CS3013 Project 1

Slicing Time

Due date: Friday, September 12th by 11:59pm

Context switches occur when the operating switches from running one process to running another. You are to modify the Linux kernel to record context-switch information for each process. You are then to design experiments to measure the time slice quantum, the context switch time and time to create and destroy processes in the Linux kernel.

Description

Getting Resource Usages

The getrusage() system call returns system resource information about a process. The rusage structure it uses has a number of fields, such as time used, messages sent, page faults, and context switches, not all of which are filled in by a given operating system. In particular, the Linux kernel does not record per-process context switches. In this project, you will extend the Linux kernel implementation so that the getrusage() system call returns information about context switches.

The getrusage() system call is located in linux/kernel/sys.c. The system call itself is sys_getrusage() which calls the internal function getrusage(). The filled in fields of the rusage structure come from the structure task_struct. The struct task_struct contains information about each process (task) in the system and is located in linux/include/linux/sched.h. The task_struct fields are modified when a process is created and exits, in linux/kernel/fork.c and linux/kernel/exit.c respectively. They are also modified in linux/kernel/timer.c and in the directory arch/i386/mm.

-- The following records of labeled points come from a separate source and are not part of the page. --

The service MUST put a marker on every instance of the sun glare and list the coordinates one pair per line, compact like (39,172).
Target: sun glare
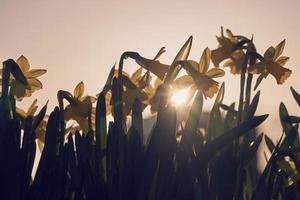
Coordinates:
(180,97)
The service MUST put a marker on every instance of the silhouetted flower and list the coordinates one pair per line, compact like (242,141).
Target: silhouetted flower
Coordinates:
(272,62)
(80,107)
(228,51)
(20,90)
(200,76)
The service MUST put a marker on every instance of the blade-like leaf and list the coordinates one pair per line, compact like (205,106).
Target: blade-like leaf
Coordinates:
(220,142)
(296,95)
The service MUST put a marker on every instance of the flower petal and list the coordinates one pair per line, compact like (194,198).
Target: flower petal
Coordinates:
(183,82)
(206,84)
(23,63)
(36,73)
(32,109)
(215,73)
(35,84)
(234,69)
(257,68)
(137,75)
(279,49)
(204,60)
(280,73)
(79,90)
(218,55)
(282,60)
(211,91)
(269,54)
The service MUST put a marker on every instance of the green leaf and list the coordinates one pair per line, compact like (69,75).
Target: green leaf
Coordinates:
(296,95)
(253,106)
(128,83)
(101,131)
(269,143)
(251,150)
(108,83)
(220,96)
(226,138)
(181,55)
(39,118)
(204,60)
(137,118)
(292,119)
(79,89)
(195,113)
(283,113)
(258,80)
(279,49)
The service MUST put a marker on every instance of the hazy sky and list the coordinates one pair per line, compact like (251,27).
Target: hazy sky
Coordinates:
(81,39)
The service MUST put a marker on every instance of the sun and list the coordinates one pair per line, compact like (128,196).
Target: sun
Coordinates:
(179,97)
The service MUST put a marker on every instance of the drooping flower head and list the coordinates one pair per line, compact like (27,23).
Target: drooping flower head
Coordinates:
(272,63)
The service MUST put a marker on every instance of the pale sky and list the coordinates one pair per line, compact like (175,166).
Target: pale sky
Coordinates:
(79,40)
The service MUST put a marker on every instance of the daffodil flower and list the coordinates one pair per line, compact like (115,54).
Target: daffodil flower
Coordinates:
(20,90)
(228,51)
(272,63)
(80,107)
(40,131)
(200,76)
(134,87)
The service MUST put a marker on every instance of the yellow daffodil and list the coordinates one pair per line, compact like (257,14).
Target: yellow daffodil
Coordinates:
(227,51)
(17,88)
(40,131)
(200,76)
(79,108)
(134,87)
(272,63)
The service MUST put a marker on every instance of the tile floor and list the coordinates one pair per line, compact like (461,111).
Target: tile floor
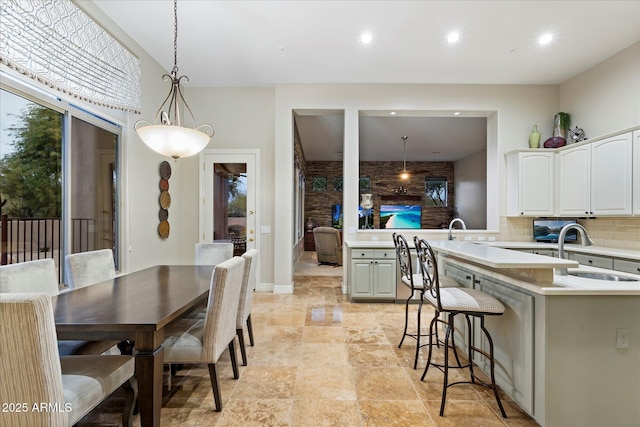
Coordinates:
(319,360)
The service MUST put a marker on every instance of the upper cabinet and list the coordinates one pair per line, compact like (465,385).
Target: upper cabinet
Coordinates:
(599,178)
(636,172)
(530,183)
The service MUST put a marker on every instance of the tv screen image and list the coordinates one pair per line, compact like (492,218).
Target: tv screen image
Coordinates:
(400,216)
(549,230)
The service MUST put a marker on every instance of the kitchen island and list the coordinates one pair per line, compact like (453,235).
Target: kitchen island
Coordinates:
(557,349)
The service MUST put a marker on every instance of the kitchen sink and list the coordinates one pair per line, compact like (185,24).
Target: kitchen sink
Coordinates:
(603,276)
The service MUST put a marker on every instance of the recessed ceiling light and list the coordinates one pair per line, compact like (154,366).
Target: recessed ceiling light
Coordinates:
(366,38)
(453,37)
(545,38)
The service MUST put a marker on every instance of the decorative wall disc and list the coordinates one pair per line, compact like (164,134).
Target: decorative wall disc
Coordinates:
(163,229)
(165,200)
(165,170)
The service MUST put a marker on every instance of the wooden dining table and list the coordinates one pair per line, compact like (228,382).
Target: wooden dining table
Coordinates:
(135,306)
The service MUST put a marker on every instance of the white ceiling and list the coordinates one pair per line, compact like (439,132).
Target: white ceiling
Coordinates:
(265,43)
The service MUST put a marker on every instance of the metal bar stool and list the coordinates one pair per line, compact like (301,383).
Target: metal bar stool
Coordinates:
(415,281)
(454,301)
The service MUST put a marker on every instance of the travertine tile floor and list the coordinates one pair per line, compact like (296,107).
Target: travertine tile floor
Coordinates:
(319,360)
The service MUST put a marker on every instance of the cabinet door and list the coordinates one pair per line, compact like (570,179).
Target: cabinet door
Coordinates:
(512,335)
(611,176)
(574,181)
(384,277)
(362,278)
(636,172)
(535,190)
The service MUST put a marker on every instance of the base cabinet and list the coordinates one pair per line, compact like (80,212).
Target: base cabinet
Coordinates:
(512,334)
(373,274)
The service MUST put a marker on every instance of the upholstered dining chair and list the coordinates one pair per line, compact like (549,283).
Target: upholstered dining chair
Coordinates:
(87,268)
(46,389)
(213,253)
(470,303)
(246,298)
(40,276)
(207,339)
(328,245)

You need to extend the functionality of getrusage() to return meaningful values for voluntary and involuntary context switches. You will need to add fields to the struct task_struct to keep track of context switches for each process, for both for the process itself and its children. You can model your changes on how minor and major page faults are handled, although the method of counting them is different (see below).

Counting Context Switches

The scheduler is a kernel function called schedule() (located in linux/kernel/sched.c), that gets called from other system call functions (for example, when a process goes to sleep waiting for I/O), after every system call and after some interrupts. When invoked, the scheduler:

Performs some basic periodic tasks, like handling interrupt service routines (not a concern of this project)
Chooses one process to execute according to the scheduling policy
Dispatches the chosen process to run

You do not need to be concerned about specific scheduling policies for this project.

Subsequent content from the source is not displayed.